Ispiani Abbas menyoroti bahwa penyesuaian harga BBM non-subsidi tidak mengurangi ketersediaan BBM bersubsidi di Tanah Papua. “Kami telah memastikan pasokan BBM subsidi tetap aman dan terjangkau bagi masyarakat, terutama di wilayah yang membutuhkan dukungan ekonomi,” tambahnya. Ia juga menyampaikan bahwa Pertamina akan terus mengawasi ketersediaan bahan bakar di seluruh jaringan SPBU, agar kebutuhan energi tetap terpenuhi, baik untuk transportasi maupun sektor produksi.

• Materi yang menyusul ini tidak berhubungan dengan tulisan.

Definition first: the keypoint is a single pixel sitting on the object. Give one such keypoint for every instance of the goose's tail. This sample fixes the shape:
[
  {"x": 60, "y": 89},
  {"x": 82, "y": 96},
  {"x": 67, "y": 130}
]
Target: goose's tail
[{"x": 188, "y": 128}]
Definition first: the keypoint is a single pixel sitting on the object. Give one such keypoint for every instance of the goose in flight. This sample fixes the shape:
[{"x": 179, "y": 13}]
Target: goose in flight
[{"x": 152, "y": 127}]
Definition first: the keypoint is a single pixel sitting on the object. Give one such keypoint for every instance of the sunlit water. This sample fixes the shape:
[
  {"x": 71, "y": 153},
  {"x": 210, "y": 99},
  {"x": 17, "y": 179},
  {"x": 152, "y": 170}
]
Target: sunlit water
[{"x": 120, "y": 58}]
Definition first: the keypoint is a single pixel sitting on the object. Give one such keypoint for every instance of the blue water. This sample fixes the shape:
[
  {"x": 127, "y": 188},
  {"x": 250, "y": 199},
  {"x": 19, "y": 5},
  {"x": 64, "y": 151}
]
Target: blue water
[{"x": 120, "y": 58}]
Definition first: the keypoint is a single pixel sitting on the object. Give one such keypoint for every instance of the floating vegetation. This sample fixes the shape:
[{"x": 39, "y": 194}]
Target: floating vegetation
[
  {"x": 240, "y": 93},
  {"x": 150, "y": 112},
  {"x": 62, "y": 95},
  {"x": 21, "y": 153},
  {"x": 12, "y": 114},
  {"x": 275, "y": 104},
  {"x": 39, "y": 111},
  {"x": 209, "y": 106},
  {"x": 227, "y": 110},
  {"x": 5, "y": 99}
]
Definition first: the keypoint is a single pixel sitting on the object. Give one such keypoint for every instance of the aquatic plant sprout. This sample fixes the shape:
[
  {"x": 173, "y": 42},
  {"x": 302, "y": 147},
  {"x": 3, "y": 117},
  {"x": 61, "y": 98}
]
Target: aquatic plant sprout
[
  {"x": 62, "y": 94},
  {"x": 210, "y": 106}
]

Penyesuaian harga BBM ini diharapkan dapat membantu masyarakat menyesuaikan dengan inflasi dan tekanan harga keekonomian. Ispiani Abbas menyebutkan bahwa Pertamina berupaya menjaga keseimbangan antara keuntungan perusahaan dan kebutuhan konsumen, terutama di wilayah yang memiliki akses terbatas ke pasar internasional. “Dengan harga yang sesuai, kami yakin keberlanjutan layanan bahan bakar tetap terjaga, sekaligus mendukung stabilitas ekonomi masyarakat,” ujarnya.
Langkah Strategis untuk Tata Kelola Energi
Menurut Ispiani, penyesuaian harga BBM merupakan bagian dari upaya strategis untuk meningkatkan tata kelola energi secara nasional. “Kami percaya bahwa perubahan harga ini akan berdampak positif pada pengelolaan anggaran perusahaan, sekaligus memberikan ruang untuk inovasi dalam layanan bahan bakar,” jelasnya. Ia juga menekankan pentingnya kerja sama dengan pihak terkait dalam memastikan kebijakan harga BBM tetap sejalan dengan kebutuhan daerah.
Penyesuaian harga BBM Pertamax Series di Tanah Papua merupakan salah satu contoh implementasi kebijakan energi yang fleksibel dan berbasis data. “Dengan melakukan evaluasi berkala, Pertamina dapat merespons dinamika pasar secara tepat waktu, sehingga masyarakat tidak terdampak berlebihan,” kata Ispiani. Ia menambahkan bahwa perusahaan terus memantau kondisi ekonomi dan politik untuk memastikan kebijakan harga tetap sesuai dengan harapan publik.
Dalam rangka mendukung tata kelola energi yang lebih baik, Pertamina juga mengupayakan transparansi dalam setiap keputusan harga. “Kami berkomitmen untuk menyampaikan informasi secara jelas kepada konsumen, agar mereka dapat memahami alasan di balik perubahan harga,” ujarnya. Ispiani Abbas berharap kebijakan ini dapat menciptakan kesadaran masyarakat tentang pentingnya pengelolaan energi yang berkelanjutan.
Penyesuaian harga BBM non-subsidi di Tanah Papua tidak hanya memengaruhi konsumen pribadi, tetapi juga sektor industri. “Perubahan ini membantu menyesuaikan biaya operasional perusahaan dan meningkatkan efisiensi dalam penggunaan bahan bakar,” jelasnya. Pertamina berupaya memastikan bahwa setiap perubahan harga tetap adil dan seimbang, baik bagi produsen maupun pengguna.